Die Nebenwirkungsrate: 18 Prozent Mundtrockenheit, 11 Prozent Müdigkeit. Schwerwiegende unerwünschte Ereignisse traten nicht auf. Die Subgruppenanalyse zeigt ein klares Signal: Patienten mit einer begleitenden Entzündungskomponente (erhöhtes CRP oder Kreatinkinase) profitierten signifikant mehr.
Kritisch: Die Langzeitwirkung über sechs Monate hinaus ist ungenügend untersucht. Keine der ausgewerteten Studien reichte länger als 16 Wochen. Pain Medicine empfiehlt, die CBD-Therapie nach acht Wochen zu evaluieren und bei unzureichendem Ansprechen abzubrechen.
In der Praxis: Wie Patienten CBD richtig einsetzen
Aus pharmakologischer Sicht bringt die Kombination mit lokaler Wärme oder sanfter Dehnung mehr als die isolierte Einnahme. Eine Studie der Universität Heidelberg (2025) testete ein Protokoll aus 25 Milligramm CBD sublingual plus anschließender moderater Bewegung – die Kombination führte zu einer 40 Prozent höheren Schmerzreduktion als CBD allein. Die Anwendung sollte konsequent über mindestens zehn Tage erfolgen, bevor die Dosis angepasst wird.
Praktisch: Vor dem Sport eine niedrige Dosis testen, nach dem Sport eine mittlere. Bei chronischen Verspannungen CBD nicht nach Akutlage, sondern als feste Einnahme über den Tag verteilt einsetzen. Die morgendliche Einnahme verbessert die Beweglichkeit, die abendliche die Regeneration. Ein Medikamententagebuch mit Schmerzintensität (0–10) und Schlafqualität hilft, den Nutzen realistisch zu bewerten.

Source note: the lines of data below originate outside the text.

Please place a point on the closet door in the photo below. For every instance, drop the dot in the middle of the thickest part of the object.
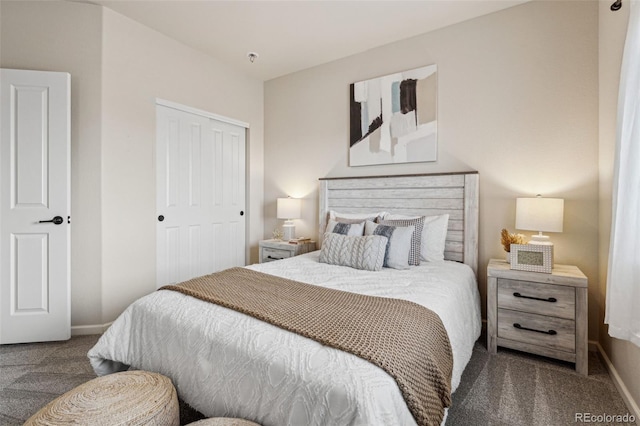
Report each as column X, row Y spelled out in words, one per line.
column 200, row 195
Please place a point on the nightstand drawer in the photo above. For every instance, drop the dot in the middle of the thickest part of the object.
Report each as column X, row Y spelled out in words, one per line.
column 271, row 254
column 550, row 332
column 543, row 299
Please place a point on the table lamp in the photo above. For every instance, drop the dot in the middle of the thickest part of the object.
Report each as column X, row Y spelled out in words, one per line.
column 288, row 209
column 540, row 214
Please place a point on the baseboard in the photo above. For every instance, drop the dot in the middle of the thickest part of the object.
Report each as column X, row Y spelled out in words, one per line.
column 617, row 380
column 83, row 330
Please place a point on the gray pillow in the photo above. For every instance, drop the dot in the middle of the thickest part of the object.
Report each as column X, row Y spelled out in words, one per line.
column 398, row 245
column 356, row 252
column 352, row 228
column 416, row 238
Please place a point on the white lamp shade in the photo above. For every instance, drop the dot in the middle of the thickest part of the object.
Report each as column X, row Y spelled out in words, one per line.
column 288, row 208
column 540, row 214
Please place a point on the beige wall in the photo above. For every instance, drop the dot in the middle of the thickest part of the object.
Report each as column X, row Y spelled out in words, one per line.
column 612, row 30
column 139, row 65
column 67, row 37
column 517, row 101
column 118, row 68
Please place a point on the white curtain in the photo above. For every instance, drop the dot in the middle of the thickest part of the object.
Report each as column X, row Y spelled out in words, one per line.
column 623, row 282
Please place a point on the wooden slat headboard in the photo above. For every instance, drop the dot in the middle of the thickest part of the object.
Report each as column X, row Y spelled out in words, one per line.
column 419, row 195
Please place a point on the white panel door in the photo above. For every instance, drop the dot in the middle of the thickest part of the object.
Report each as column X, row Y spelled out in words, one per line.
column 34, row 206
column 200, row 166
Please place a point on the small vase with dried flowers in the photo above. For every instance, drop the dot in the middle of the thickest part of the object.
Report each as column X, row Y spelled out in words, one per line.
column 507, row 238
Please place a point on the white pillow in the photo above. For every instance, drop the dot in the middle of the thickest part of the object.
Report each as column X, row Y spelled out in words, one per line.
column 352, row 229
column 434, row 235
column 356, row 252
column 398, row 246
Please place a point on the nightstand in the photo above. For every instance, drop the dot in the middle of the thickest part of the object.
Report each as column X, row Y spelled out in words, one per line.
column 271, row 250
column 544, row 314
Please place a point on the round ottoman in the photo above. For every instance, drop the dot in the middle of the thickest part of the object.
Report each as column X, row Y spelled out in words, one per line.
column 223, row 421
column 126, row 398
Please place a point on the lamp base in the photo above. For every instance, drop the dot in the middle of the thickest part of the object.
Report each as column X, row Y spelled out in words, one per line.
column 288, row 231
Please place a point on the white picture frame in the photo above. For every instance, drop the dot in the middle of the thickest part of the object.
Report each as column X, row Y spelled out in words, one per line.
column 394, row 118
column 532, row 257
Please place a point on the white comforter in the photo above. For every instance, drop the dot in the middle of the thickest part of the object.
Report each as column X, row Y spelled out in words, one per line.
column 224, row 363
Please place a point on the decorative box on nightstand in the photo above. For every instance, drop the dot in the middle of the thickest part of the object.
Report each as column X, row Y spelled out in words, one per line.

Die Entscheidung für CBD sollte immer nach Ausschöpfung oder bei Unverträglichkeit der Standardtherapie fallen. Kein Ersatz für Bewegungstherapie, aber ein sinnvoller Baustein, wenn die Pharmakotherapie an ihre Grenzen stößt. Der realistische Zugewinn liegt in der Reduktion der NSAR-Tagesdosis und der Verbesserung der subjektiven Lebensqualität – nicht in völliger Schmerzfreiheit.